The Moment Everything Felt Wrong
I still remember the exact second I realized I'd been approaching contemporary dance all wrong. I was twenty-two, fresh out of a conservatory program where I'd won awards for my extensions and spotless pirouettes. I walked into my first professional rehearsal, chest high, ready to impress. The choreographer—a tiny woman with paint-stained jeans and zero interest in my resume—looked at me for ten seconds and said, "You're holding your breath. Stop trying to be pretty and just breathe."
I wanted to cry. Also, I wanted to quit. But mostly, I realized that everything I'd been told about "building a foundation" for contemporary dance had missed the point entirely.
The Myth of the Perfect Foundation
Most dance studios sell you a lie. They tell you that contemporary dance is a pyramid: ballet at the bottom, modern technique in the middle, and "expression" at the top once you've earned it. So you drill your tendus. You flatten your back. You point your toes until your arches cramp. You believe that once your technique is bulletproof, the artistry will magically follow.

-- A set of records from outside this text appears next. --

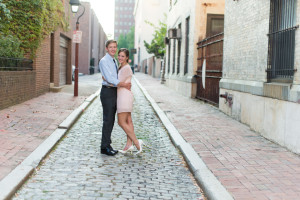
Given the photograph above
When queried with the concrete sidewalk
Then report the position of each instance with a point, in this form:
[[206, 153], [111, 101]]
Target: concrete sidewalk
[[246, 164], [25, 126]]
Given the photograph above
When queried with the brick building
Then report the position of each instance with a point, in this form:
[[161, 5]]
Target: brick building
[[143, 12], [261, 55], [188, 22], [51, 68], [91, 48], [124, 19]]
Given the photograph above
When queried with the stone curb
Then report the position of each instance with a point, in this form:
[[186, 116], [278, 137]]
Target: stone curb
[[212, 187], [70, 120], [16, 178]]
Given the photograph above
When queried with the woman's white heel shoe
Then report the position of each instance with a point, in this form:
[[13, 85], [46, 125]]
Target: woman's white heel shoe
[[129, 149], [141, 143]]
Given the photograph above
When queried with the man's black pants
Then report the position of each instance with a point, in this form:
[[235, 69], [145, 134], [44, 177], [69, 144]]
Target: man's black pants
[[108, 97]]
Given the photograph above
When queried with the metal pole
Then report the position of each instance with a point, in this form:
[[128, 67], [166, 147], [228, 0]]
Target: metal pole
[[76, 65]]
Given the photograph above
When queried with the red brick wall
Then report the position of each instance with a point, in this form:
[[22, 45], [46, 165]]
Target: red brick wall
[[42, 66], [16, 87]]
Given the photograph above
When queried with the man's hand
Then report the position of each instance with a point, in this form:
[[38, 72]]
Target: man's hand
[[128, 86], [125, 85]]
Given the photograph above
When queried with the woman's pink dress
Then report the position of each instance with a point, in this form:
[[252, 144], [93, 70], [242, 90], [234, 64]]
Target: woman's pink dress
[[125, 97]]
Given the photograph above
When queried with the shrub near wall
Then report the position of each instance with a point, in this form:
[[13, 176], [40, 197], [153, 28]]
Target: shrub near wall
[[16, 87]]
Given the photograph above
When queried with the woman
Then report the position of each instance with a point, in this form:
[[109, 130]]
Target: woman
[[125, 103]]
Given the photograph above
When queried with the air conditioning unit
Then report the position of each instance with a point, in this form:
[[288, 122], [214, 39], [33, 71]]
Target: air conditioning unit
[[174, 33]]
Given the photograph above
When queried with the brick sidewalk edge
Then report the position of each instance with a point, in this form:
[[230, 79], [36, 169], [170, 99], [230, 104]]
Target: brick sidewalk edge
[[211, 186], [16, 178]]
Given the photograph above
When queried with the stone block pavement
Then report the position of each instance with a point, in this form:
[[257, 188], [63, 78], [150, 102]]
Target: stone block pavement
[[247, 165], [23, 127]]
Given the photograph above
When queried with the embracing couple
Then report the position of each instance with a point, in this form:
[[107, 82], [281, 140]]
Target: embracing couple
[[116, 96]]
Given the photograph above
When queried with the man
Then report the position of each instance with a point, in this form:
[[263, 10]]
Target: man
[[108, 95]]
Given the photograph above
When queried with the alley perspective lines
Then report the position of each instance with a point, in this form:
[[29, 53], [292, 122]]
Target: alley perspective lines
[[76, 169]]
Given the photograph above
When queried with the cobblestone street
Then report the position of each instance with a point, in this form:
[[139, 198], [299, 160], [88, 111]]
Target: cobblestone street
[[76, 170]]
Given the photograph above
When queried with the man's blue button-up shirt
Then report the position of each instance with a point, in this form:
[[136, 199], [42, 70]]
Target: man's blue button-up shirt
[[109, 71]]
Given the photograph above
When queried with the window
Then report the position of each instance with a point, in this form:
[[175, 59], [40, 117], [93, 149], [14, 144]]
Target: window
[[281, 50], [215, 24], [178, 52], [187, 33], [174, 56]]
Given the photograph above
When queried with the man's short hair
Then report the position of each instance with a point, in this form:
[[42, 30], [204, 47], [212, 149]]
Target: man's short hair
[[108, 42]]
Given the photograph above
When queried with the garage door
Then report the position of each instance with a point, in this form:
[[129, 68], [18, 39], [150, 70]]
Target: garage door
[[63, 61]]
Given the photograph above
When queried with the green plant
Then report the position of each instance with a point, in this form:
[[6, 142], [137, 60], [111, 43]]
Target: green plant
[[10, 47], [157, 45], [4, 12], [32, 20]]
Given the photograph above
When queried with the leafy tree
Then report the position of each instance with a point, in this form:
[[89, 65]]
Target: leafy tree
[[157, 45], [10, 47], [4, 12], [31, 21], [127, 41]]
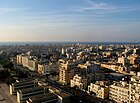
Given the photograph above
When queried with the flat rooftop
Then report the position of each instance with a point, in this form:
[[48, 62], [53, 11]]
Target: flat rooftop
[[30, 90], [43, 98]]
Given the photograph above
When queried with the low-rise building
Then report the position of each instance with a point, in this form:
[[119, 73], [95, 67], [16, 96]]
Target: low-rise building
[[119, 92], [14, 87], [134, 88], [99, 89], [79, 81], [44, 98], [24, 94]]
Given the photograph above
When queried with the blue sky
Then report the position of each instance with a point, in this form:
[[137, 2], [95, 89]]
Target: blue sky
[[70, 20]]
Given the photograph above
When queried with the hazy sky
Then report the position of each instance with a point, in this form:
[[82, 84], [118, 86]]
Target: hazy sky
[[70, 20]]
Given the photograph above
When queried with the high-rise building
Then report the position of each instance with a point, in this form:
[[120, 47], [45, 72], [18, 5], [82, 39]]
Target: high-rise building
[[66, 71]]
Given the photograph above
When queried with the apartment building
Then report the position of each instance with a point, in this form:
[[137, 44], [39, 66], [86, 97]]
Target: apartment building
[[24, 94], [134, 88], [66, 71], [99, 89], [79, 81], [119, 92], [14, 87]]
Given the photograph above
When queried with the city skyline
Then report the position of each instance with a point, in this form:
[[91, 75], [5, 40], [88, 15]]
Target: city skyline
[[74, 20]]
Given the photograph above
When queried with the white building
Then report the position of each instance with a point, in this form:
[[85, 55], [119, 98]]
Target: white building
[[79, 81], [98, 90], [119, 92]]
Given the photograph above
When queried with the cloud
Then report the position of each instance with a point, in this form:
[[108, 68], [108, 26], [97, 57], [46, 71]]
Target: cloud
[[11, 10], [94, 6]]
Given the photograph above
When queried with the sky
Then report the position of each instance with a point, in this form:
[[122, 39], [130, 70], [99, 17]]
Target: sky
[[70, 20]]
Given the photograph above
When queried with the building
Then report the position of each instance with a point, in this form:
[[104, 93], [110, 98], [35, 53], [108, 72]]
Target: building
[[134, 59], [43, 98], [63, 97], [25, 61], [42, 68], [121, 60], [79, 81], [14, 87], [24, 94], [19, 59], [32, 65], [66, 71], [119, 92], [134, 88], [99, 89]]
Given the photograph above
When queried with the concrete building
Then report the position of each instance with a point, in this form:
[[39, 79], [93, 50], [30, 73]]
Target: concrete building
[[99, 89], [19, 59], [121, 60], [79, 81], [134, 88], [24, 94], [134, 59], [32, 65], [44, 98], [25, 61], [66, 71], [119, 92], [63, 97], [42, 68], [14, 87]]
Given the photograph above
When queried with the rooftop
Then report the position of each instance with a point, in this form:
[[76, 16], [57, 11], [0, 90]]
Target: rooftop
[[30, 90], [43, 98]]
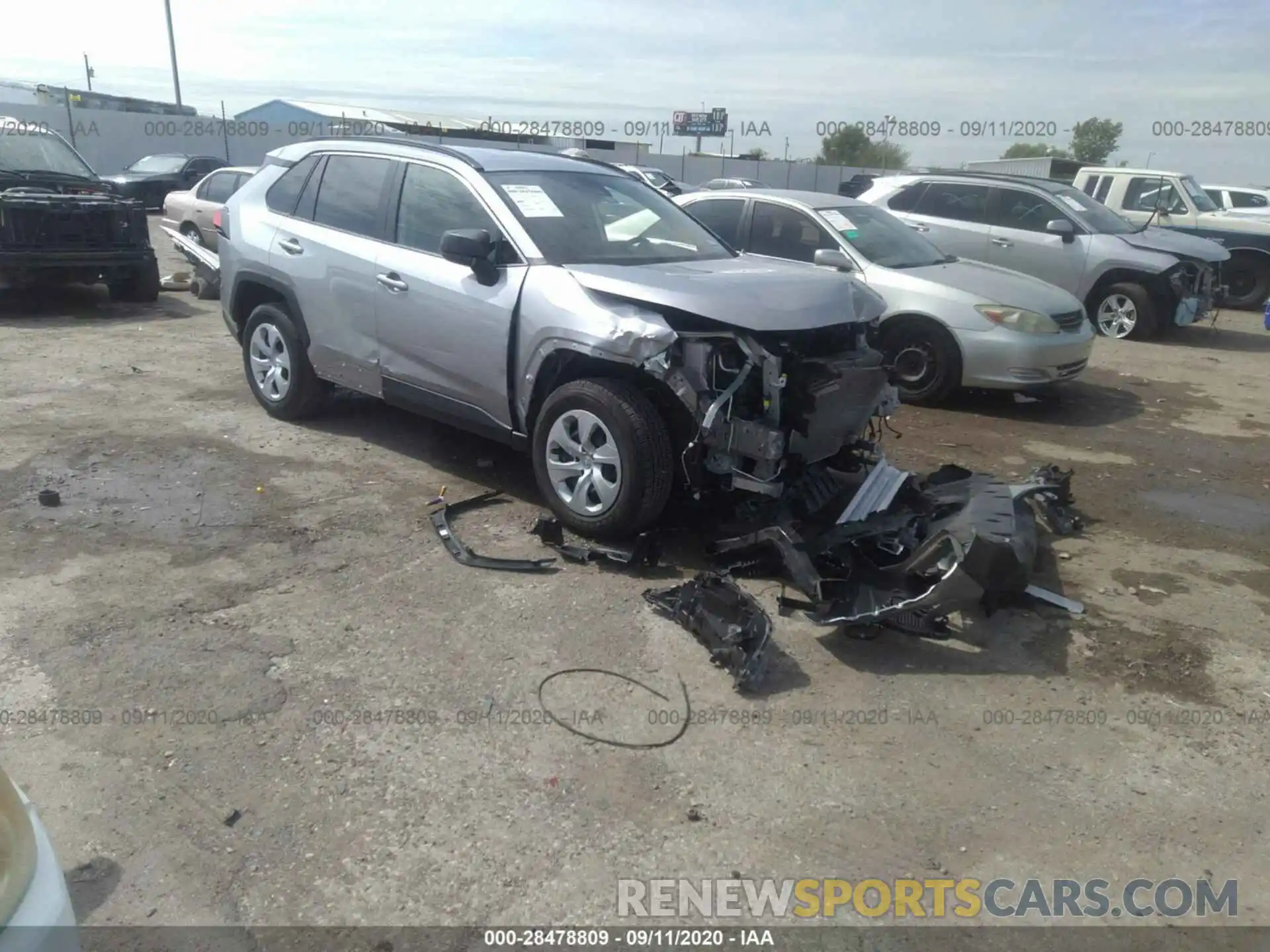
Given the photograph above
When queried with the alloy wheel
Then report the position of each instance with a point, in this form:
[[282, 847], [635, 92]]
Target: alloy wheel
[[583, 463], [1118, 317], [271, 364]]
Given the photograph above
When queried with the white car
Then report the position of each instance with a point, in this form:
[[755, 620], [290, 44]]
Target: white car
[[36, 913], [1241, 200]]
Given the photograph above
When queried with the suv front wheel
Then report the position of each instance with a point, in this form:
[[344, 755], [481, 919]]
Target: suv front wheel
[[603, 457], [277, 366]]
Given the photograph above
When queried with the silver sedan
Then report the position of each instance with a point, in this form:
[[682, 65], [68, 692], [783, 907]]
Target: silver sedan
[[948, 323]]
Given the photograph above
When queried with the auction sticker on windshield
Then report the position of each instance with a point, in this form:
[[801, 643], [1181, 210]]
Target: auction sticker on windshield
[[840, 221], [532, 202]]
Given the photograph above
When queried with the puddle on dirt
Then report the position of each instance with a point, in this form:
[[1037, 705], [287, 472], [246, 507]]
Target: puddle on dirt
[[1169, 659], [1222, 509], [1152, 588]]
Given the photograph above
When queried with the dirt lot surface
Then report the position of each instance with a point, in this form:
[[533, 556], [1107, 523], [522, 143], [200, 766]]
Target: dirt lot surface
[[208, 559]]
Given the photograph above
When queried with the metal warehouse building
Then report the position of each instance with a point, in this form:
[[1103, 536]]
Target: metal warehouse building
[[1047, 168], [305, 118]]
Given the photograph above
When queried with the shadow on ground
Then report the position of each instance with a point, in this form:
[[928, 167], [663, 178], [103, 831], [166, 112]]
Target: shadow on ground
[[1206, 338], [74, 305], [1079, 404]]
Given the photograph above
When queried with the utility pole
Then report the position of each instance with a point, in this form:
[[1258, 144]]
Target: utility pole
[[172, 48]]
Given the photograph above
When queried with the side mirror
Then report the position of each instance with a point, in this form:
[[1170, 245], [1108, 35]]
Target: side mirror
[[466, 247], [833, 258], [1061, 226]]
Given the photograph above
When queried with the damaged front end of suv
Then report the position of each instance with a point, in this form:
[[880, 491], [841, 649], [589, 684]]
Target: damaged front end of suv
[[759, 380]]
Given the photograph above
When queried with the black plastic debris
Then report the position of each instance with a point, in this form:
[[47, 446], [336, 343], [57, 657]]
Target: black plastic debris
[[906, 551], [644, 553], [730, 622], [464, 555]]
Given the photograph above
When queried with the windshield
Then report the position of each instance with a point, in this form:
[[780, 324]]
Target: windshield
[[883, 239], [159, 164], [41, 151], [1091, 214], [578, 218], [1199, 196]]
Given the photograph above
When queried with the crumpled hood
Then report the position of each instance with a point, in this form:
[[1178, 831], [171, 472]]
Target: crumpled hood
[[756, 294], [988, 284], [1176, 243]]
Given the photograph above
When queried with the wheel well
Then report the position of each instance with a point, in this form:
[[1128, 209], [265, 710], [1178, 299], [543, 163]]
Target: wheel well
[[1121, 276], [563, 367], [898, 321], [251, 295]]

It doesn't work that way. Contemporary dance isn't built on top of classical rules; it often actively breaks them. I've watched phenomenal ballet dancers struggle for months in contemporary pieces because they couldn't stop aiming for symmetry. They'd hit a shape, hold it like a photograph, and completely kill the momentum. The music kept moving. They didn't.
The foundation you actually need isn't about perfection. It's about trust—trust in your weight, your instincts, your ability to look unpolished and still command the room.
What "Technique" Means When Nobody's Watching
That doesn't mean technique disappears. It just shifts. In contemporary work, your technique is your relationship with the floor. Can you fall into it without sounding like a dropped sandbag? Can you push off it using your entire back, not just your feet? Can you carry another dancer's weight while both of you are off-balance?
I once trained with a dancer who'd never taken a formal ballet class. She'd started in capoeira, then moved into contact improvisation. Her lines weren't "clean" by ballet standards. But when she moved across the floor, the air around her seemed to bend. She understood momentum in a way I didn't because I'd spent years stopping mine at exactly 90 degrees.
If you're coming from a structured background, your homework isn't more grueling drills. It's relearning how to walk. Literally. Spend an hour moving across the studio without lifting your feet in the "proper" way. Let your heels hit the ground. Let your knees bend inward. It'll feel wrong. That's the point.
The Repertoire Nobody Talks About About
Everyone tells you to "build a diverse repertoire" by taking workshops and watching YouTube videos. That's fine. But the real education happens outside the studio.
Start going to galleries. Read poetry out loud. Walk through a crowded city street and notice how a tired commuter collapses into a subway seat—that's a movement phrase worth stealing. Contemporary dance steals from life, not just from other dance.
One of my teachers kept a "movement journal" that wasn't about dance at all. She'd paste in overheard conversations, dried leaves, angry rants about her landlord. When she choreographed, she'd flip through it and move from whatever emotional residue stuck to the page. Her dances felt lived-in because they were. You could see the apartment leak and the argument with the grocery clerk in her shoulder blades.
Your Body Is Not a Machine to Tune
The original article probably would've told you to do yoga and Pilates here. I'm not going to do that, mostly because you've already heard it. Instead, I'll tell you what actually changed my dancing: I started paying attention to when I was lying to myself.
Contemporary movement asks you to be honest about fatigue, fear, and desire. You can't pretend your hip doesn't hurt when a choreography demands you collapse onto it. You can't fake wanting to reach for someone in a duet. Audiences can smell the difference between a shape and a feeling from the back row.
Learn your habits. Do you always look at yourself in the mirror? Choreographers notice. Do you hold tension in your jaw when you're nervous? That tension travels. Do you apologize with your hands after every "mistake"? Stop. Contemporary dance needs your full, unapologetic presence more than it needs your pointed toes.
The Only Rule That Matters
Here's the truth that took me years to accept: there is no universal "solid foundation" in contemporary dance. There's only your foundation. Maybe yours comes from martial arts, or gymnastics, or running barefoot through fields as a kid. Maybe it comes from grief, or joy, or boredom.
The best contemporary dancers I've worked with don't look alike. One moves like she's underwater; another like he's being chased. What they share isn't technique—it's clarity. They know why they're moving, even when the movement itself is messy.
So stop building. Start uncovering. Peel back the "shoulds" and the "supposed tos" until you find the raw, awkward, honest mover underneath. That person—the one who breathes, who falls, who doesn't always know the right answer—that's the dancer contemporary art has been waiting for.